Ecological Debt by Andrew Simms

Ecological Debt by Andrew Simms

Author:Andrew Simms [Andrew Simms]
Language: eng
Format: epub, pdf
ISBN: isbn9781783710591
Publisher: Pluto Press


10

Data for the Doubtful: the Lessons of War Economies

History teaches nothing, but only punishes for not learning its lessons.

Vassily Kliuchesky1

I have been charged with attempting to apply totalitarian methods to a free community. No criticism could be more misdirected. In a totalitarian state the problem of the distribution of sacrifice does not exist … It is only in a free community that the task of government is complicated by the claims of social justice … The aim of these pages is, therefore, to devise a means of adapting the distributive system of a free community to the limitations of war.

J.M. Keynes, How to Pay for the War, 19402

Decades after the last artillery was fired in anger on the fields of Belgium during the First World War of 1914–18, their shells keep killing people.3 Farmers who plough the difficult clay soil of the old battlefields still unearth unexploded ordnance. In 1983 a ‘muffled explosion’ near the village of Loker announced that Jacques Covemeacker’s tractor had hit a bomb. It killed him leaving a son and widow. No one knew if the shell was German or Allied. In a 25 km radius around the town of Ypres alone, 350 tonnes of explosives are recovered every year. A specialist bomb disposal squad called the Dovos get called out 15 times every day, another 30 requests for help are logged. Belgian authorities estimate it will take 150 years to clear the rest away.
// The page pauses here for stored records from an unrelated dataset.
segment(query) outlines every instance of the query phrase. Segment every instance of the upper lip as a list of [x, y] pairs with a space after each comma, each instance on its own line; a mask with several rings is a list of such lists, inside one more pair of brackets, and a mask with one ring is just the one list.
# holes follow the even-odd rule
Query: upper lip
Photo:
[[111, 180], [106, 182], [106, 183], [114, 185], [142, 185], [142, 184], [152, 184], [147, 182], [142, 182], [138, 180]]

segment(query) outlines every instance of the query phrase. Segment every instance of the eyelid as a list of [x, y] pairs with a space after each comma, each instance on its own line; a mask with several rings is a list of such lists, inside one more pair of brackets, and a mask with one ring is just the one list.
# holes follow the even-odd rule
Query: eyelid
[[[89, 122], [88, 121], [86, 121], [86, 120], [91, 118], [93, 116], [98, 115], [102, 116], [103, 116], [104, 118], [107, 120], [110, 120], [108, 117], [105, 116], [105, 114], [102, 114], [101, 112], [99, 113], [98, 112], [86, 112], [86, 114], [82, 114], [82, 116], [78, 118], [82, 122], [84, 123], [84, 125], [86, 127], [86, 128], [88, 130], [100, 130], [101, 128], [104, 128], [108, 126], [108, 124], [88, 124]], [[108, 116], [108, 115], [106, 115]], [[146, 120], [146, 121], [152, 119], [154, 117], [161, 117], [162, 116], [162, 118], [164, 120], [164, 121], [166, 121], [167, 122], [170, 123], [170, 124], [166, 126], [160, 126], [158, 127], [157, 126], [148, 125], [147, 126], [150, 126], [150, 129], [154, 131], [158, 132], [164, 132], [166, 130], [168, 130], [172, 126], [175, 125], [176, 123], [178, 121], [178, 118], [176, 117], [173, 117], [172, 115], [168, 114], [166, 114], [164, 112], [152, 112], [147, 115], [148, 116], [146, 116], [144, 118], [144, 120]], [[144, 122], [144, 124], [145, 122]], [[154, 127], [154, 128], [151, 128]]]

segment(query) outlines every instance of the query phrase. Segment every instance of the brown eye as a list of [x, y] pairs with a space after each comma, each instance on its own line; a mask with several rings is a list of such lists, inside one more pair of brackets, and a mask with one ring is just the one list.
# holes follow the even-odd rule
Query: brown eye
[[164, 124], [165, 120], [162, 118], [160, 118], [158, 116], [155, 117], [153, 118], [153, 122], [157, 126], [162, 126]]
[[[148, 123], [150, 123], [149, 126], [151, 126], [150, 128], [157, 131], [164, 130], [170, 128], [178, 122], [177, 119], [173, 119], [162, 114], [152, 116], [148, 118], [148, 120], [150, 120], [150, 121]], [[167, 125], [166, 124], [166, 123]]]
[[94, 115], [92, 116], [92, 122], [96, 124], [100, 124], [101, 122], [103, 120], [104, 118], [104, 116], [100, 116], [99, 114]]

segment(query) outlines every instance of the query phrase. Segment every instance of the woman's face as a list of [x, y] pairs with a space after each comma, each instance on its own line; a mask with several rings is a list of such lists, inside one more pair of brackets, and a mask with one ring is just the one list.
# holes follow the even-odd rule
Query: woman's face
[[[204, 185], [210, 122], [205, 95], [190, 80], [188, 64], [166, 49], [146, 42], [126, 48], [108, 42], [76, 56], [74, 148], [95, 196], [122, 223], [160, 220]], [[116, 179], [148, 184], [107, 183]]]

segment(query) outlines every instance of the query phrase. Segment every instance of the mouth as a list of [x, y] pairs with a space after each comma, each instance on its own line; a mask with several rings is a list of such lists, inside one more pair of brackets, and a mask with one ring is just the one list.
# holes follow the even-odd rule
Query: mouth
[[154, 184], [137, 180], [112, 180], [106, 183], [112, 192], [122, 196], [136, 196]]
To misquote a famous speech from the Hollywood film Gladiator, we should be careful what we do in life because our actions echo long after we die. Greenhouse gases that we put into the atmosphere today will continue to disrupt the climate causing even greater upheaval than the First World War’s unexploded bombs. That is one parallel. But there is a more optimistic lesson from such tragic events that we may be ‘punished’ for not learning.

When governments really want to, they can do almost anything, including good things. That is the simple point of this chapter. However enormous the task, if a convincing case for necessary action can be made, anything is possible. More recent history demonstrates that whole economies can be re-geared in short periods of time, which is exactly the demand global warming makes of us. The British Prime Minister Tony Blair said, for example, we needed to reduce emissions by 60 per cent by 2050. If not probable, the past says it is possible.
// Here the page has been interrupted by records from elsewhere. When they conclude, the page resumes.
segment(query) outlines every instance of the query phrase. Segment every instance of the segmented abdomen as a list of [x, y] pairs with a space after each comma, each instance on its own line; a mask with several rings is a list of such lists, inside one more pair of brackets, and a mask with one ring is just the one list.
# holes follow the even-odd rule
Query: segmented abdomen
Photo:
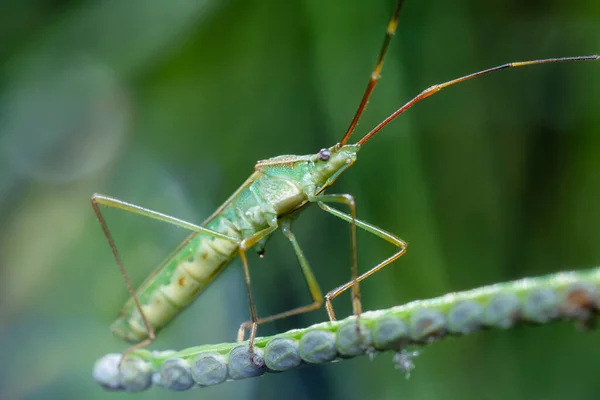
[[[206, 227], [241, 239], [241, 232], [224, 216], [215, 217]], [[237, 249], [233, 241], [205, 234], [194, 235], [180, 246], [136, 292], [144, 315], [154, 330], [160, 330], [187, 307], [231, 262]], [[130, 342], [139, 342], [148, 337], [133, 299], [127, 301], [111, 330]]]

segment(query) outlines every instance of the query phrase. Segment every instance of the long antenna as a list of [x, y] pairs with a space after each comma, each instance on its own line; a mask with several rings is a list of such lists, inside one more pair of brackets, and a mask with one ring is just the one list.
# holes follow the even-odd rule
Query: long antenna
[[387, 49], [392, 40], [392, 36], [394, 36], [394, 33], [396, 32], [396, 27], [398, 26], [398, 16], [400, 15], [400, 8], [402, 7], [402, 3], [404, 3], [404, 0], [398, 0], [398, 2], [396, 3], [396, 8], [394, 9], [394, 13], [392, 14], [392, 18], [390, 19], [390, 22], [387, 26], [387, 30], [385, 32], [385, 39], [383, 39], [383, 45], [381, 46], [381, 51], [379, 52], [377, 64], [375, 65], [375, 69], [371, 73], [371, 77], [369, 78], [369, 84], [367, 85], [365, 94], [363, 95], [358, 109], [356, 110], [356, 114], [354, 114], [354, 118], [352, 118], [352, 122], [350, 122], [348, 130], [346, 130], [344, 137], [340, 141], [340, 145], [342, 146], [348, 142], [348, 139], [350, 139], [350, 135], [352, 135], [352, 132], [354, 132], [354, 129], [358, 124], [358, 120], [362, 116], [363, 111], [365, 111], [365, 108], [367, 108], [369, 97], [371, 97], [371, 93], [373, 93], [375, 85], [377, 85], [377, 82], [379, 81], [379, 79], [381, 79], [381, 68], [383, 67], [383, 59], [385, 58], [385, 54], [387, 53]]
[[411, 108], [412, 106], [414, 106], [415, 104], [417, 104], [419, 101], [431, 96], [434, 93], [439, 92], [440, 90], [448, 87], [448, 86], [452, 86], [455, 85], [457, 83], [460, 82], [464, 82], [464, 81], [468, 81], [469, 79], [473, 79], [476, 78], [478, 76], [481, 75], [486, 75], [489, 74], [491, 72], [496, 72], [496, 71], [500, 71], [503, 69], [508, 69], [508, 68], [516, 68], [516, 67], [525, 67], [528, 65], [538, 65], [538, 64], [550, 64], [550, 63], [559, 63], [559, 62], [568, 62], [568, 61], [597, 61], [600, 60], [600, 56], [599, 55], [593, 55], [593, 56], [580, 56], [580, 57], [562, 57], [562, 58], [547, 58], [544, 60], [533, 60], [533, 61], [521, 61], [521, 62], [512, 62], [512, 63], [508, 63], [508, 64], [503, 64], [503, 65], [499, 65], [497, 67], [493, 67], [493, 68], [489, 68], [489, 69], [485, 69], [483, 71], [479, 71], [479, 72], [475, 72], [457, 79], [453, 79], [451, 81], [445, 82], [445, 83], [440, 83], [438, 85], [433, 85], [428, 89], [423, 90], [418, 96], [416, 96], [415, 98], [413, 98], [412, 100], [410, 100], [408, 103], [404, 104], [402, 107], [400, 107], [399, 109], [397, 109], [393, 114], [391, 114], [389, 117], [387, 117], [386, 119], [384, 119], [383, 121], [381, 121], [381, 123], [379, 125], [377, 125], [375, 128], [373, 128], [371, 130], [371, 132], [367, 133], [362, 139], [360, 139], [358, 141], [358, 145], [362, 145], [364, 143], [366, 143], [369, 139], [371, 139], [377, 132], [379, 132], [381, 129], [383, 129], [384, 126], [386, 126], [387, 124], [389, 124], [390, 122], [392, 122], [394, 119], [396, 119], [396, 117], [400, 114], [402, 114], [404, 111], [408, 110], [409, 108]]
You don’t have to be a fan of war to learn from conflict. War focuses the mind of government to a striking and instructive degree. Could it be that the experience of social and military mobilisation in wartime might answer the biggest question to do with global warming: are we capable of changing our lifestyles and economies enough and in time to stop it?

The enemy is not another country, but a hostile atmosphere that needs to be disarmed of its increasingly violent arsenal of droughts, floods and storms. Can it happen? The greatest challenge of sustainable development is to reduce consumption levels in rich countries.